Independent EU advisory body on data protection

The Article 29 Working Party (Art. 29 WP), in full the Working Party on the Protection of Individuals with regard to the Processing of Personal Data, was an independent European Union advisory body on data protection and privacy. It was made up of a representative from the data protection authority of each EU Member State, the European Data Protection Supervisor and the European Commission.

The composition and purpose of Art. 29 WP was set out in Article 29 of the Data Protection Directive (Directive 95/46/EC), and it was launched in 1996. It was replaced by the European Data Protection Board (EDPB) on 25 May 2018 in accordance with the EU General Data Protection Regulation (GDPR) (Regulation (EU) 2016/679).
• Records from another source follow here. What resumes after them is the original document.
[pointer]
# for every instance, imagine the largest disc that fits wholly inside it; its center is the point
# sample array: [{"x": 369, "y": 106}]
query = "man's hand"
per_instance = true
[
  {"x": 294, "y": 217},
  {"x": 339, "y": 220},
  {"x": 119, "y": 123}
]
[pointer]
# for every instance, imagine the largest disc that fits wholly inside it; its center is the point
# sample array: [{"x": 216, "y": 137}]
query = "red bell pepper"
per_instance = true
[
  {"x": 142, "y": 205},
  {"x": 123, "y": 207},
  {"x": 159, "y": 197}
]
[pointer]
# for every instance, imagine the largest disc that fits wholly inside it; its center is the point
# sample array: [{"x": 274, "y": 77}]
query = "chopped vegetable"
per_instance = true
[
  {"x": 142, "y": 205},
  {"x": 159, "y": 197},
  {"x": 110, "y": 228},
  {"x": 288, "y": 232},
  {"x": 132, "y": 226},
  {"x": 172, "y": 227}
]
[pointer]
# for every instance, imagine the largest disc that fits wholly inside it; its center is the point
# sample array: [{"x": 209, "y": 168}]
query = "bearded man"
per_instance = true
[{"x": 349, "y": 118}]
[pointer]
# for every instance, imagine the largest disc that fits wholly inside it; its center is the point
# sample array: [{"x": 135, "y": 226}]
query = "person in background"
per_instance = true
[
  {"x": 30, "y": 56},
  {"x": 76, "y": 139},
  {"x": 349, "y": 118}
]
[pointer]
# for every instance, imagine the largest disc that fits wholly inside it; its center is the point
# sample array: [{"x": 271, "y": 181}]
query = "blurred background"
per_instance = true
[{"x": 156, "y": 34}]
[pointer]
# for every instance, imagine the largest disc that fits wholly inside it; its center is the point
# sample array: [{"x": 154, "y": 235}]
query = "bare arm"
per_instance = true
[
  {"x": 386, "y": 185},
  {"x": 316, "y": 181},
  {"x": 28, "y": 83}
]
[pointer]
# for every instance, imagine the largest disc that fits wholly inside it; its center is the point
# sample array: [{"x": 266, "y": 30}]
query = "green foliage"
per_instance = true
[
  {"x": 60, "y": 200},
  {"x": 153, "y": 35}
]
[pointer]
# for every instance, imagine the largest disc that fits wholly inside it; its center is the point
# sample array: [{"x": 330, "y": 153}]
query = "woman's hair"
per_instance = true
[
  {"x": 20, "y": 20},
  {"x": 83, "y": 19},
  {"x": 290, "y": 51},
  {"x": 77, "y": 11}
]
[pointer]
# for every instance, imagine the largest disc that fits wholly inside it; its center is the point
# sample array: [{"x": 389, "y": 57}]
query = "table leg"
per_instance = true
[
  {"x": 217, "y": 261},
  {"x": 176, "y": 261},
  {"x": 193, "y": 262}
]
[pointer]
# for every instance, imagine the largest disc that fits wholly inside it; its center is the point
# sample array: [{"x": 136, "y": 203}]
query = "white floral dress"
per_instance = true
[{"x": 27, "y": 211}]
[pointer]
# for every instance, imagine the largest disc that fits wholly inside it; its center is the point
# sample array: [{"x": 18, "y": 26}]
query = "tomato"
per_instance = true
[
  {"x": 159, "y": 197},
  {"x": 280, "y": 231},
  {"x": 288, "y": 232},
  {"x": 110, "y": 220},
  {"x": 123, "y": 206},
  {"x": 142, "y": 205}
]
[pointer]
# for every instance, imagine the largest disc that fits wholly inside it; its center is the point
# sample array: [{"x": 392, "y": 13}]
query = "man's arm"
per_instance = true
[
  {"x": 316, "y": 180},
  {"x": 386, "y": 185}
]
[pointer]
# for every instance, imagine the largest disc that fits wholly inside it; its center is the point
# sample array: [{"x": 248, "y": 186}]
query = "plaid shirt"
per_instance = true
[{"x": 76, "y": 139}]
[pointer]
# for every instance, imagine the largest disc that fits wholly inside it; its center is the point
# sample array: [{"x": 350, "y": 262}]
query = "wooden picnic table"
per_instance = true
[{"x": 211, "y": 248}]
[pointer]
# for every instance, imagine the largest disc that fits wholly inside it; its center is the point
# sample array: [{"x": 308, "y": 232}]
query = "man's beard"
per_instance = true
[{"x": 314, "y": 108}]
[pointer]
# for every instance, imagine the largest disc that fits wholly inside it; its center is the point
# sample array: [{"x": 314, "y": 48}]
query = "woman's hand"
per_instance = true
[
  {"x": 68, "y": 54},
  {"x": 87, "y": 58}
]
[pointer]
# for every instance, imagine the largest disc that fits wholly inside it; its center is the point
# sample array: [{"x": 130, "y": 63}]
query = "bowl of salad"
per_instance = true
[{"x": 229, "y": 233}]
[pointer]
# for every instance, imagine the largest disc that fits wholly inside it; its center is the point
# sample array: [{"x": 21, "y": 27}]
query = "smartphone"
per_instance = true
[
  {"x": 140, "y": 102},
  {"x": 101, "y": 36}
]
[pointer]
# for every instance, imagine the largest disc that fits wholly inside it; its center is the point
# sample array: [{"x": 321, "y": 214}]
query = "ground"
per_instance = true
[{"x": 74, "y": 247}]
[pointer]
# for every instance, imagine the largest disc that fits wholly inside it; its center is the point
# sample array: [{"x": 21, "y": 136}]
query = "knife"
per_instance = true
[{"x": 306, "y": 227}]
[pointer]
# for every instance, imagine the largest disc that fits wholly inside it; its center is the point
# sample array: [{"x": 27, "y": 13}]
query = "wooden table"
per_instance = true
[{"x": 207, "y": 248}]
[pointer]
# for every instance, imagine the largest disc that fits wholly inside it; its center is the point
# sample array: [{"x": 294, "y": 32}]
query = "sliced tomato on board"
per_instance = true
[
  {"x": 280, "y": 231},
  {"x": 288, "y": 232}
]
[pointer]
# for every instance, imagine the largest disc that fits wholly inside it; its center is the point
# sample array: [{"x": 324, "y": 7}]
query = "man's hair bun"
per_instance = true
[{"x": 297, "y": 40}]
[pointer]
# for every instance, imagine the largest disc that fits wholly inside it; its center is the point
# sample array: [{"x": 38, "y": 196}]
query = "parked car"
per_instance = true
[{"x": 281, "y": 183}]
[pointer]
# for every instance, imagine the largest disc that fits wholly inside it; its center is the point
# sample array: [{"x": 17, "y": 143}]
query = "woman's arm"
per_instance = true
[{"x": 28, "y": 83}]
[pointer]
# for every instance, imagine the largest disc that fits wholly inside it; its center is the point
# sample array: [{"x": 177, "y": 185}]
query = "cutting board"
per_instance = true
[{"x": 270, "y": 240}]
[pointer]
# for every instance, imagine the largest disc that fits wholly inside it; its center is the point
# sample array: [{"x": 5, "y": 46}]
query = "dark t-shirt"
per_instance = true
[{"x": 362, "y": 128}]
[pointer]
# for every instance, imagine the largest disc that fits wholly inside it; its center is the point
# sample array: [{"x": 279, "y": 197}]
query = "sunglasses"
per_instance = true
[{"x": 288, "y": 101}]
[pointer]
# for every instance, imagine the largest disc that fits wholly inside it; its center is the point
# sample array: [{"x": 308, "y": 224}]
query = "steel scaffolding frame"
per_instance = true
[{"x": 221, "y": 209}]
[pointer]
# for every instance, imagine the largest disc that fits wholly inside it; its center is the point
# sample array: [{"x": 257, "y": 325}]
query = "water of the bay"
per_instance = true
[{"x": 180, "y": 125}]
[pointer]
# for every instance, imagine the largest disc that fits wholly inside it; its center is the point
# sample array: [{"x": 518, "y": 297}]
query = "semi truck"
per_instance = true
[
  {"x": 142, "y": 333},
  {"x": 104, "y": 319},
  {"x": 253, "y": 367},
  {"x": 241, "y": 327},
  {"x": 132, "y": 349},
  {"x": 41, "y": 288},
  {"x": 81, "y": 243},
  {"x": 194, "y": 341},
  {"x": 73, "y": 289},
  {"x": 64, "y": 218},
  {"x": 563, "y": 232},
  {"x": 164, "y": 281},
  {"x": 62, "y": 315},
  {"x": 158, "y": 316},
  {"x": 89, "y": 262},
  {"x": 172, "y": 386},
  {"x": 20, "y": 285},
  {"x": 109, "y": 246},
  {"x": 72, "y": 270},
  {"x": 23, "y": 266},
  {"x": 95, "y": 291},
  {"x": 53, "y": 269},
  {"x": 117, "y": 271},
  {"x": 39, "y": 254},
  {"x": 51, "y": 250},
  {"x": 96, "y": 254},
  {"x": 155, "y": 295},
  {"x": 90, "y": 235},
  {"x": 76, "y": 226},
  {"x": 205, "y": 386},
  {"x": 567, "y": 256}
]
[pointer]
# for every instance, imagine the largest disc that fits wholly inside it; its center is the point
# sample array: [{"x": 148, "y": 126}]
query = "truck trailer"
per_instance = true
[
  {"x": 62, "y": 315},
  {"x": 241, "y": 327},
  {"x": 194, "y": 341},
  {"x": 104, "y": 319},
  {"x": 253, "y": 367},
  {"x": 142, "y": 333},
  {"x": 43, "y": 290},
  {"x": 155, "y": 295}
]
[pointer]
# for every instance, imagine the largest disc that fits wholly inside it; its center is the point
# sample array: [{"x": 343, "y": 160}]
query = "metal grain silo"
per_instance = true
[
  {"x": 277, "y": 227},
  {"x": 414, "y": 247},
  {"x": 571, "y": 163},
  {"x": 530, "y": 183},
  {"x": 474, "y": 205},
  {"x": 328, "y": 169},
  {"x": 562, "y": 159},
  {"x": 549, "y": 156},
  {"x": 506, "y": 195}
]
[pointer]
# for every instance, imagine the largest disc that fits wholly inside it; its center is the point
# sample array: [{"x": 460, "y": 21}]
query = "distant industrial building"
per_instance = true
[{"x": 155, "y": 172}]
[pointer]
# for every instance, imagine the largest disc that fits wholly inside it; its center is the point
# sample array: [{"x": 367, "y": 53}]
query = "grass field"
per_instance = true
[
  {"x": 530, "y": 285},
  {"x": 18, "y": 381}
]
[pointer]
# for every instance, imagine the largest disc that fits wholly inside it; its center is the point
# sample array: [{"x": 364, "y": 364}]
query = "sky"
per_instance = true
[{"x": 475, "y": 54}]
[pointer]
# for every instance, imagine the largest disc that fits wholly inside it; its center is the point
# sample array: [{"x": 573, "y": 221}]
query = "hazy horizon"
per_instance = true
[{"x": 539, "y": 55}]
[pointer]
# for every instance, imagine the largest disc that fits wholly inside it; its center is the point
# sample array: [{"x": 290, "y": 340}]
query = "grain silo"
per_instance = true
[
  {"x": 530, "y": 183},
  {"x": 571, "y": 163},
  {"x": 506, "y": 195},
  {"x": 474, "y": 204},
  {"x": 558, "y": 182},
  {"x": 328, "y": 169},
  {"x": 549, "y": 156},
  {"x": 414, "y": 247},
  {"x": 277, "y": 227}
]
Its main stated missions were to:
- provide expert advice to the States regarding data protection;
- promote the consistent application of the Data Protection Directive in all EU state members, as well as Norway, Liechtenstein and Iceland;
- give to the Commission an opinion on community laws (first pillar) affecting the right to protection of personal data; and
- make recommendations to the public on matters relating to the protection of persons with regard to the processing of personal data and privacy in the European Community.

The Working Party elected a chairman and two vice-chairmen, each with a two-year term of office. Their term of office was renewable only once. The Working Party's secretariat was provided by the European Commission.